Julia Bolz is a women’s rights activist providing social guidance to countries in the Middle East, Africa, Central America, and Central Asia. She founded the Journey with an Afghan School program after 9/11 to help bridge the cultural divide between the U.S. and Afghanistan particularly by increasing the educational opportunities afforded to young women. Before joining the grassroots movement for gender equality, she worked at one of Seattle’s most prestigious law firms, Ryan, Swanson & Cleveland. She received Seattle’s Tom C. Wales Citizenship Award for her combined humanitarian efforts. Bolz graduated from Smith College.

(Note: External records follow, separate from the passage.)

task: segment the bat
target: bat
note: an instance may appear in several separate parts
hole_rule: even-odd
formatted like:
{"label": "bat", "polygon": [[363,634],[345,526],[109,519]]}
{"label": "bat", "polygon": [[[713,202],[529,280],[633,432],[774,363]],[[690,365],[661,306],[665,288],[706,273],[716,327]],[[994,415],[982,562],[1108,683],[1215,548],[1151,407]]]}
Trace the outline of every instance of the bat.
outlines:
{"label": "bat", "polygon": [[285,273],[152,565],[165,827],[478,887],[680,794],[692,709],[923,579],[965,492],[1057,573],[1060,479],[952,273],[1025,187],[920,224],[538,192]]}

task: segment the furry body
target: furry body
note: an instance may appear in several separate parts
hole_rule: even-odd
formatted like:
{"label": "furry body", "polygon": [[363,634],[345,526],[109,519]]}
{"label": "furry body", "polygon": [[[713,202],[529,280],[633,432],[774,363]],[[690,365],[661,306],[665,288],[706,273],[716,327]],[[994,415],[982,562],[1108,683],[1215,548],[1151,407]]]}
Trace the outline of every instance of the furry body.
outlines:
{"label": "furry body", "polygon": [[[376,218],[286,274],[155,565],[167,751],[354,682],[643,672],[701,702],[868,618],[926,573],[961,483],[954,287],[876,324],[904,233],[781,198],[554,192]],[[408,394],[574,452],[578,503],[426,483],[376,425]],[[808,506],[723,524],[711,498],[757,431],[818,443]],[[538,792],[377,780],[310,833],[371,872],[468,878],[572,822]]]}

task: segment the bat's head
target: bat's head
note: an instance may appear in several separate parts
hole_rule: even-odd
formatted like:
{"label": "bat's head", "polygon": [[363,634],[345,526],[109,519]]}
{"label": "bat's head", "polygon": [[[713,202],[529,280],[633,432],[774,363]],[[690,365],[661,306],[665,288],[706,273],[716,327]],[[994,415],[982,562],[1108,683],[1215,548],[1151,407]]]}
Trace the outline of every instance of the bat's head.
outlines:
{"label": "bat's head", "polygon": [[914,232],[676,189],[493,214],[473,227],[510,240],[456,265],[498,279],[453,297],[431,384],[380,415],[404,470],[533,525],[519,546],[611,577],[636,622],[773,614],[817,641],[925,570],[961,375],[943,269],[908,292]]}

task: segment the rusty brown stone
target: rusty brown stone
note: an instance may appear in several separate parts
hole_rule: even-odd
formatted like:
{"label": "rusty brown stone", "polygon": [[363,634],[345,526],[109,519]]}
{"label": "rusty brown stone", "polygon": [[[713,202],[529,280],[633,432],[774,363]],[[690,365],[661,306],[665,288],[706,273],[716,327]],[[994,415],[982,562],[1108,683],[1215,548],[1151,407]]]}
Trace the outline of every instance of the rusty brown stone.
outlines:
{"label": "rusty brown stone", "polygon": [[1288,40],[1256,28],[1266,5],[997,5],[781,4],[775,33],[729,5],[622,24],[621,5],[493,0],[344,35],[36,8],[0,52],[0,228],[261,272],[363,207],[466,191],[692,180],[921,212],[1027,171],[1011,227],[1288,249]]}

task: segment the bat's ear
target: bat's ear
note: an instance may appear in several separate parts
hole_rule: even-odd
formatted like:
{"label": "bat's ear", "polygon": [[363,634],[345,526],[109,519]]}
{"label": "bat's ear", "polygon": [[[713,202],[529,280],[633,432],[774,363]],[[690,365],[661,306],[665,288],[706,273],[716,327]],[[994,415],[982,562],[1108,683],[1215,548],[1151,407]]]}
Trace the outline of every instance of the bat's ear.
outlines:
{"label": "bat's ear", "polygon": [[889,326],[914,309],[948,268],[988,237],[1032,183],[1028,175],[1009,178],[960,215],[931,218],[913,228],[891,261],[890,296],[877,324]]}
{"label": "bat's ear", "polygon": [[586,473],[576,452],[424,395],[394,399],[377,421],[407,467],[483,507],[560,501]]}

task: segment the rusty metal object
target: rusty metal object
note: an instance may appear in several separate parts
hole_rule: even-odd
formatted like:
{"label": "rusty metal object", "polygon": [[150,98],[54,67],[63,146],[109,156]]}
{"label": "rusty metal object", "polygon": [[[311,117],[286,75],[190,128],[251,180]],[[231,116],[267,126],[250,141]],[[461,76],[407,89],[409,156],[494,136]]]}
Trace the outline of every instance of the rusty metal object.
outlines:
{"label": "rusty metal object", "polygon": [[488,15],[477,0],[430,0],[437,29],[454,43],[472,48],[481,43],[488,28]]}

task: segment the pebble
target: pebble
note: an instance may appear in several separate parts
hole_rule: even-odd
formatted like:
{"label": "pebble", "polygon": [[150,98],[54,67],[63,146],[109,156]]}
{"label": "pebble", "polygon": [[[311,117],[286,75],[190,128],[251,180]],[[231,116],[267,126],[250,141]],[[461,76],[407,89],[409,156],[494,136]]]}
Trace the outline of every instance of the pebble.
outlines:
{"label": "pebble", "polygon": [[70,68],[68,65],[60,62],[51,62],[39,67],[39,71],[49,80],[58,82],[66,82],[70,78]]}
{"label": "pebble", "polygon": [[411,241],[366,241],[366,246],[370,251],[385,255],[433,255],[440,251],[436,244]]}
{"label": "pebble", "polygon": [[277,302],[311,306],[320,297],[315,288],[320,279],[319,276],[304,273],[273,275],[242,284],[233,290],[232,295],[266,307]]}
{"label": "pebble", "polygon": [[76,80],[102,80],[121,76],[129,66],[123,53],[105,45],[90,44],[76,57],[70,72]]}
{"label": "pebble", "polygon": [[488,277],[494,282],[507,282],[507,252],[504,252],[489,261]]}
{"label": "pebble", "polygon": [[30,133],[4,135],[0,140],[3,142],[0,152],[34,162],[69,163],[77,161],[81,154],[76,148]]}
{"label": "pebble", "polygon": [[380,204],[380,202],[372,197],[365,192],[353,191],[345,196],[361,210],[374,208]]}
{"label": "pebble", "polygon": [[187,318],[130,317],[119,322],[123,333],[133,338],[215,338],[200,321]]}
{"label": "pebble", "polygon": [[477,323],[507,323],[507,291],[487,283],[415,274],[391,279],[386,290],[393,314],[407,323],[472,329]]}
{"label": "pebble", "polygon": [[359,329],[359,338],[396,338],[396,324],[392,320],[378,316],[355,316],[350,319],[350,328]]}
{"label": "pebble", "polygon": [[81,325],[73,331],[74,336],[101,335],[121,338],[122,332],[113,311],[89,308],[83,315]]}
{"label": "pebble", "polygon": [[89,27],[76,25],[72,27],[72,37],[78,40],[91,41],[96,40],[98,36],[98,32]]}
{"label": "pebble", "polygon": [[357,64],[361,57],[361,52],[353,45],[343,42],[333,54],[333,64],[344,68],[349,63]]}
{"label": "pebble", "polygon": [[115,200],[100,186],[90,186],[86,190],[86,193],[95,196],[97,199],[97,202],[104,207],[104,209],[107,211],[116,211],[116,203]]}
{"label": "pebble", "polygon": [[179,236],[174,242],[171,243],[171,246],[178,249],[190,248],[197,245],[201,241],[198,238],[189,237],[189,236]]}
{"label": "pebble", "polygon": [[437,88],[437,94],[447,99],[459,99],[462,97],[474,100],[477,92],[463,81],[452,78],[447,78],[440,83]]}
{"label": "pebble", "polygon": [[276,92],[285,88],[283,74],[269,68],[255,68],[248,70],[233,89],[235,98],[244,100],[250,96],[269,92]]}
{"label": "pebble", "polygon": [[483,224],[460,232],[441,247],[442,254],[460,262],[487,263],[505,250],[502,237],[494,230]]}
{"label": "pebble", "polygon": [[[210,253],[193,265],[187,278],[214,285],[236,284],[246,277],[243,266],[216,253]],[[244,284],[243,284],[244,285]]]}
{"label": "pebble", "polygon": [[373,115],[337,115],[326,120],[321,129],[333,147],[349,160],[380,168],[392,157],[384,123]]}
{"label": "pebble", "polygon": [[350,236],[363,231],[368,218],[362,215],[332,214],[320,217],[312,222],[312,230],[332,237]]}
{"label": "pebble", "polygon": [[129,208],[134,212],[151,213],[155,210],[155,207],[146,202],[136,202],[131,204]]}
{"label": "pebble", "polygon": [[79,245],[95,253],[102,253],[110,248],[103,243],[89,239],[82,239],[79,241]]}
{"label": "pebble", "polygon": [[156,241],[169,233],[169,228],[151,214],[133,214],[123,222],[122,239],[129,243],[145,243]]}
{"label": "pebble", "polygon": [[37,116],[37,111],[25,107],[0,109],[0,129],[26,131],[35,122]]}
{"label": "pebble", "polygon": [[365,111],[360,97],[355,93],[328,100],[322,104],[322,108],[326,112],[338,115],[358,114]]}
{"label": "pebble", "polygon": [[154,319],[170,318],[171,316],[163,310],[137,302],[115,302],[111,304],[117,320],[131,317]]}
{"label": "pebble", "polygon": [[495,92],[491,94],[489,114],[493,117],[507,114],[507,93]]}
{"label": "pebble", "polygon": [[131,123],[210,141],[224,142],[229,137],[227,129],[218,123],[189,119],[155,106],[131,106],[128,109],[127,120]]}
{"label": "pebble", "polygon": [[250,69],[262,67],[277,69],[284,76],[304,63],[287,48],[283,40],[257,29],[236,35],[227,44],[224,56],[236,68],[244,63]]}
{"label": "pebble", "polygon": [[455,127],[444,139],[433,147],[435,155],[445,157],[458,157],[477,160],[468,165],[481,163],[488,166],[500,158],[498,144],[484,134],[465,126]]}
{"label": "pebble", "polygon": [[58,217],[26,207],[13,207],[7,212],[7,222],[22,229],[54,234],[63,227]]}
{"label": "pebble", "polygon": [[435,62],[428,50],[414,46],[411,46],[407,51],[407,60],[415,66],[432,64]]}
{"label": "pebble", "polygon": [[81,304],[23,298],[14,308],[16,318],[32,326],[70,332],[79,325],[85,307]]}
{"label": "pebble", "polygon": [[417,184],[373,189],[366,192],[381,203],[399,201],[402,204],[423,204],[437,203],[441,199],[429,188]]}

Julia Bolz: Well I grew up in Madison, Wisconsin. And one of the things about Madison is it’s about as stable as it can possibly be here in the United States. But one of the things about Madison is that “international” tends to be Iowa. And when I decided I was interested in practicing internationally, I ended up having to move away from Madison to go to one of the various coasts. But what Madison gave me was a greater grounding and a stability that allows me to have the confidence to move on to other parts of the world.My family was a great influence. My mother and father were involved with lots of activities – volunteer activities in the community, as were my grandparents. And they really showed me that serving the community was an extremely important value.
Question: What did you think you'd be doing professionally when you grew up?
Julia Bolz: I had many ambitions. I first thought I would become a doctor. And in fact I applied to medical school. I subsequently have been working as a lawyer, and here I am serving almost as a public speaker and advocate for kids.